The reason the King of the Franks was in Rome in the first place is that the pope at the time had appealed to him for protection. There had been a plot not to kill the pope, but to put out his eyes, stab his ears, and cut out his tongue so he couldn’t perform his priestly duties. It was an alternative to assassination. We’ve all seen “The Borgias,” so we know how this works.

When I learned there was a spot in St. Peter’s that traditionally marked the exact spot where Charlemagne became emperor, it became my main reason for visiting the Vatican. Wow, Charlemagne, my favorite mass murderer. This is more exciting than tracing all the places in Virginia named for Stonewall Jackson.

I found the spot and Joanna was kind enough to phtotograph me saying hello to the restorer of order to the West. 


We couldn’t get near the altar or the glimpse of St. Peter’s tomb because that entire area of the cathedral was closed. We asked about the crypt. Closed. We asked about the 5 p.m. daily mass in Latin. Probably not today. Why? Because of the celebration.
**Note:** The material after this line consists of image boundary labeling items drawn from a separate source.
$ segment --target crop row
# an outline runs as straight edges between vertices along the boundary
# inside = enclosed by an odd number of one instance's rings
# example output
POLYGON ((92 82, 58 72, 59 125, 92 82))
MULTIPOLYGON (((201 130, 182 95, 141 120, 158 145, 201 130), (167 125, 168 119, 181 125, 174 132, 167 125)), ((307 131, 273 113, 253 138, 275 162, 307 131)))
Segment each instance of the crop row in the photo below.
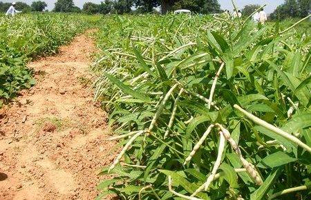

We didn’t learn what celebration, but something was going on. Wrong day to go to St. Peter’s so we left and got some lunch. We went to a Vatican bar (no, really), but all they had were hot dogs and hamburgers. Places across the street were like fast food stands on a boardwalk.

Then we saw the sign for De’ Penitenzieri, a wine bar 50 meters up Via de’ Penitenzieri. What’s this? Go to the penitentiary and leave after lunch. That’s too good to pass up.

The enoteca is named for the street, of course, but I don’t know what the street is named for. There was a big church. Maybe people went there to be penitent. There was a large wall at the upper end of the street. Maybe a prison.

The spinach ravioli had enough spinach in it to show green through the pasta shell. We had that with a mixed salad and I had a glass of decent red.

After a nap, we took a cab outside the ancient walls to a residential neighborhood not far from the Villa Borghese. It took us to Ristorante Ambasciata d’Abruzzo on Via Pietro Tacchini.

I was reading Larry’s blog from several years ago for hints about where to have dinner and came across this one.

We figured we had taken our salad and pasta course around two in the afternoon, so we decided to share a meal for two called arrosto misto—mixed roast meats. This selection consisted of portions of pork, lamb, veal, and chicken, all roasted perfectly and served with potatoes in a brown sauce. A little broccoli rabe on the side, and a half bottle of Montepulciano d’Abruzzo.

It has been a long time since either of us has eaten so much food in a single sitting, but we finished it.

We needed to do some walking to burn some of the dinner off. Of course, we had no idea of where we were at the restaurant. So we took a cab to the Trevi Fountain. It was pushing 10 p.m., and if anything, the plaza was packed with more people than it was during the day. 

We strolled home from there, stopping for one more glass of red at the bar on the corner. 

Saturday is Galleria Borghese day, so it was lights out early.

Be well, all.




May 10

How great is that restaurant? Beyond the food — the service? Good idea ordering the house private label wine. The place has some kind of connection with Abruzzo (hence the name).

Might I suggest returning before/after your time at the Villa Borghese and trying the antipasto? You won't be disappointed.

Larry


May 10

Distinguished photo, Harry. But what were the lumpen proletariat doing in your picture?